Jack, önce hiçbir şey söyleyemedi. Keder içinde bocalıyordu.
“35. karayoluna tekrar vardığında zaten karanlık tamamen çökmüş olacak,” dedi Ayı Kız usulca.
“Ve o ağaçların arasında kötü varlıkların olduğu kesin,” dedi Doc. ‘“Blair Witch Project’’• filmi, orada olup bitenlerin yanında peri masalı gibi kalın. Oraya karanlıkta gitmeye niyetin yok herhalde. Tabii ölmek istemiyorsan.”
“İsiniz bittiğinde...” diye fısıldadı Mouse. “İşiniz bittiğinde... geride kalanınız olursa... orayı yakıp kül edin. O deliği. O mezarı. Yakıp yok edin, duydunuz mu beni? Kapıyı kapatın.”
“Tamam,” dedi Beezer. “Seni duyduk, dostum, anlaşıldı.”
“ön bir şey,” dedi Mouse. Şimdi dosdoğru Jack’e bakıyordu. “Belki bulabilirsin.. ama sanırım ihtiyaç duyabileceğin başka bir şey biliyorum. Bir söz senin için çok güçlü çünkü... bir şeye dokunmuşsun. Çok uzun bir zaman önce. O kısmını anlayamadım ama...”

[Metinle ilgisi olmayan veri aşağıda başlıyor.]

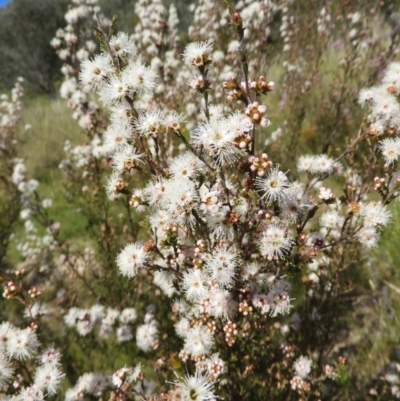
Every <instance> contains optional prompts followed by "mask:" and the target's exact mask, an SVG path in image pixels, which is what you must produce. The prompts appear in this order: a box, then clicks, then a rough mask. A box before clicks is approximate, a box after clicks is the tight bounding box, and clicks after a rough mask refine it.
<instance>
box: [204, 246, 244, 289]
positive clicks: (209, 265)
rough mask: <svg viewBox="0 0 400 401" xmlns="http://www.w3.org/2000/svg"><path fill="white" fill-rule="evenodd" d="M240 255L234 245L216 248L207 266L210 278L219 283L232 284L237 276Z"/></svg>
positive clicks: (222, 283)
mask: <svg viewBox="0 0 400 401" xmlns="http://www.w3.org/2000/svg"><path fill="white" fill-rule="evenodd" d="M237 259H238V255H237V253H236V250H235V248H234V247H233V246H231V247H230V248H228V247H226V246H223V247H221V248H217V249H214V251H213V252H212V256H211V258H210V259H209V260H208V261H207V264H206V267H207V272H208V273H209V275H210V278H211V279H212V280H214V281H216V282H217V283H218V284H220V285H222V286H224V285H228V286H229V285H230V284H232V282H233V280H234V277H235V269H236V266H237Z"/></svg>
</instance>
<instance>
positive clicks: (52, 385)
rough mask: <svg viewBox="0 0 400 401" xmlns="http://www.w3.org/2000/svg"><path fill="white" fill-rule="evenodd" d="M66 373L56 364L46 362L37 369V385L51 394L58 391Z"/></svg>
mask: <svg viewBox="0 0 400 401" xmlns="http://www.w3.org/2000/svg"><path fill="white" fill-rule="evenodd" d="M64 376H65V374H64V373H63V372H62V371H61V370H60V368H59V367H57V366H56V365H54V364H45V365H42V366H40V367H39V368H37V369H36V372H35V385H36V386H37V387H39V388H40V389H42V390H43V391H45V392H46V393H47V394H49V395H53V394H56V393H57V390H58V387H59V385H60V382H61V380H62V379H63V378H64Z"/></svg>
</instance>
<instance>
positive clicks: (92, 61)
mask: <svg viewBox="0 0 400 401" xmlns="http://www.w3.org/2000/svg"><path fill="white" fill-rule="evenodd" d="M113 73H114V67H113V65H112V61H111V59H110V56H109V55H108V54H98V55H97V56H95V58H94V59H92V60H89V59H86V60H85V61H83V63H82V64H81V74H80V80H81V83H82V84H83V85H91V86H92V87H93V88H98V87H101V86H102V85H104V84H105V83H106V82H107V80H108V79H109V77H110V76H111V75H112V74H113Z"/></svg>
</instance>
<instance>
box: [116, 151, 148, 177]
mask: <svg viewBox="0 0 400 401" xmlns="http://www.w3.org/2000/svg"><path fill="white" fill-rule="evenodd" d="M142 157H143V154H141V153H139V152H138V151H137V149H135V148H134V147H133V146H131V145H128V144H124V145H122V146H120V147H119V148H118V149H117V151H116V152H115V153H114V154H113V156H112V159H113V162H114V163H113V168H114V170H115V171H117V172H119V173H122V172H123V171H128V172H129V171H131V169H133V168H135V167H136V166H137V165H138V163H139V162H142Z"/></svg>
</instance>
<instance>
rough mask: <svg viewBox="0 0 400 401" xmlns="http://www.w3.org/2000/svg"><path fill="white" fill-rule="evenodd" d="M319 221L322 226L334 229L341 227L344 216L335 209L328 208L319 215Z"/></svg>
mask: <svg viewBox="0 0 400 401" xmlns="http://www.w3.org/2000/svg"><path fill="white" fill-rule="evenodd" d="M319 222H320V224H321V226H322V227H326V228H328V229H331V230H335V229H338V228H341V227H342V225H343V223H344V217H343V216H342V215H340V214H339V213H338V212H337V211H336V210H330V211H328V212H325V213H324V214H323V215H322V216H321V218H320V220H319Z"/></svg>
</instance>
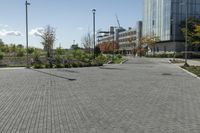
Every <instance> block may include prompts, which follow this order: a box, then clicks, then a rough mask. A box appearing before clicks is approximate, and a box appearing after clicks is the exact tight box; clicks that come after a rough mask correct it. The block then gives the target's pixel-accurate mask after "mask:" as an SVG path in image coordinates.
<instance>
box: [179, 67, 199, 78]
mask: <svg viewBox="0 0 200 133" xmlns="http://www.w3.org/2000/svg"><path fill="white" fill-rule="evenodd" d="M182 68H183V69H185V70H187V71H189V72H191V73H193V74H195V75H197V76H198V77H200V66H182Z"/></svg>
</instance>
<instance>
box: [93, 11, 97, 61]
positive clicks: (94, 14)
mask: <svg viewBox="0 0 200 133" xmlns="http://www.w3.org/2000/svg"><path fill="white" fill-rule="evenodd" d="M95 12H96V9H92V13H93V45H94V50H93V52H94V59H95Z"/></svg>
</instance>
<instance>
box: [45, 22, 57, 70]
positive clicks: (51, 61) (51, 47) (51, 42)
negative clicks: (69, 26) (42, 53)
mask: <svg viewBox="0 0 200 133" xmlns="http://www.w3.org/2000/svg"><path fill="white" fill-rule="evenodd" d="M41 38H42V42H41V43H42V45H43V46H44V50H45V51H46V52H47V59H48V60H49V64H50V67H52V58H53V44H54V42H55V39H56V33H55V29H54V28H53V27H51V26H49V25H48V26H47V27H46V28H45V29H44V32H43V34H42V35H41Z"/></svg>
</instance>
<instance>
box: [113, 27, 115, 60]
mask: <svg viewBox="0 0 200 133" xmlns="http://www.w3.org/2000/svg"><path fill="white" fill-rule="evenodd" d="M114 57H115V29H114V30H113V60H114Z"/></svg>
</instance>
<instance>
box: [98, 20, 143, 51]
mask: <svg viewBox="0 0 200 133" xmlns="http://www.w3.org/2000/svg"><path fill="white" fill-rule="evenodd" d="M141 36H142V21H138V22H137V25H136V27H135V28H131V27H130V28H129V29H127V30H126V29H124V28H122V27H120V28H114V27H110V31H109V34H105V35H104V36H102V37H100V38H98V45H105V44H106V43H107V44H109V43H113V42H114V43H115V44H117V45H118V46H119V47H118V52H120V53H121V54H132V52H133V49H134V48H136V46H137V45H138V44H139V40H140V38H141Z"/></svg>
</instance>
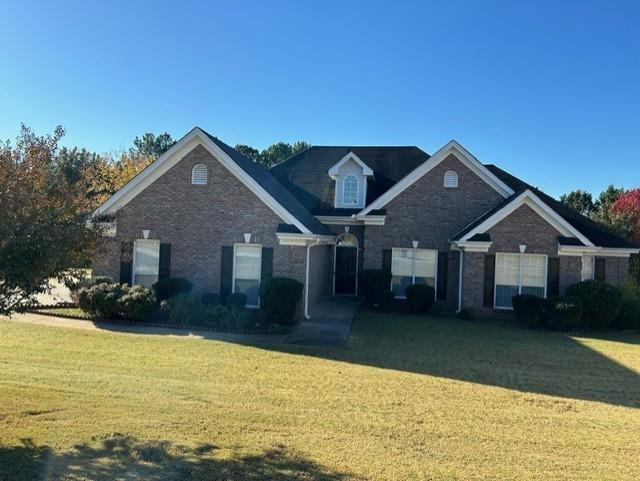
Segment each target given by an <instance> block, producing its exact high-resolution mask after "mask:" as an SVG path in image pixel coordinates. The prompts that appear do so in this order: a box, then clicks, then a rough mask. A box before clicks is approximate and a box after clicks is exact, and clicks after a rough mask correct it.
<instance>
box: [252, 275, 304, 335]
mask: <svg viewBox="0 0 640 481" xmlns="http://www.w3.org/2000/svg"><path fill="white" fill-rule="evenodd" d="M303 289H304V286H303V285H302V283H300V282H298V281H297V280H295V279H289V278H288V277H273V278H271V279H269V280H267V281H265V282H263V283H262V285H261V286H260V304H261V306H262V309H263V310H264V314H265V317H266V318H267V320H268V321H269V322H274V323H277V324H293V323H294V322H295V316H296V310H297V308H298V305H299V304H300V300H301V299H302V290H303Z"/></svg>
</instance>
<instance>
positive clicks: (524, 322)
mask: <svg viewBox="0 0 640 481" xmlns="http://www.w3.org/2000/svg"><path fill="white" fill-rule="evenodd" d="M511 303H512V305H513V310H514V312H515V315H516V320H517V321H518V322H519V323H520V324H523V325H525V326H527V327H532V328H533V327H538V326H540V325H541V324H542V322H543V319H544V307H545V305H544V299H543V298H541V297H538V296H533V295H530V294H520V295H517V296H513V298H512V300H511Z"/></svg>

“Tamam, önemi yok,” dedi Jack. “Ben anladım. Sözcük nedir, Mouse?” Bir an için Mouse’un kelimeyi söylemeyi başaramayacağını düşündü. Bir şeyin onu engellemeye çalıştığı açıkça görülüyordu, ama bu mücadeleden Mouse galip çıktı. Jack, bunun muhtemelen Mouse’un hayatının son zaferi olduğunu düşündü.
“D’yamba,” dedi Mouse. “Şimdi sen söyle, Hollywood.”
“D’yamba,” dedi Jack ve kanepenin ayak ucundaki raflardan birinin üzerinde dizili olan kitaplar kaydı. Loş havada, asılı kaldılar... kaldılar... kaldılar... ve yere düştüler.
Ayı Kız, küçük bir çığlık attı. “Sakın unutma,” dedi Mouse. “İhtiyacın olacak.”
“Nasıl? Nasıl ihtiyacım olacak?” Mouse bitkince başını iki yana salladı. “Bilimi... yorum.” Beezer, Jack’in omzu üzerinden uzandı ve zorlukla çizilmiş basit haritayı aldı. “Yarın sabah bizimle Sand Bar’da buluşacaksın,” dedi sonra Jack’e. “On bir buçuk gibi orada ol, o kahrolası yola da öğle vaktinde girmiş olalım. Harita o zamana kadar bende kalacak. İşleri Mouse’un istediği gibi yürütmek için küçük bir sigorta.”
“Tamam,” dedi Jack. Sevimli Burnside’ın Kara Ev’ini bulmak için bir haritaya ihtiyacı yoktu ama Mouse çok haklıydı: karanlık çöktükten sonra oralarda dolaşmak hiç akıl kârı değildi. Ty Marshall’ı ateşler diyarında bırakma fikrinden nefret ediyordu -bir günah kadar yanlış geliyordu- ama ortada kayıp bir küçük çocuktan çok daha büyük bir sorun olduğunu unutmamalıydı. “Beezer, oraya tekrar gitmek istediğinden emin misin?”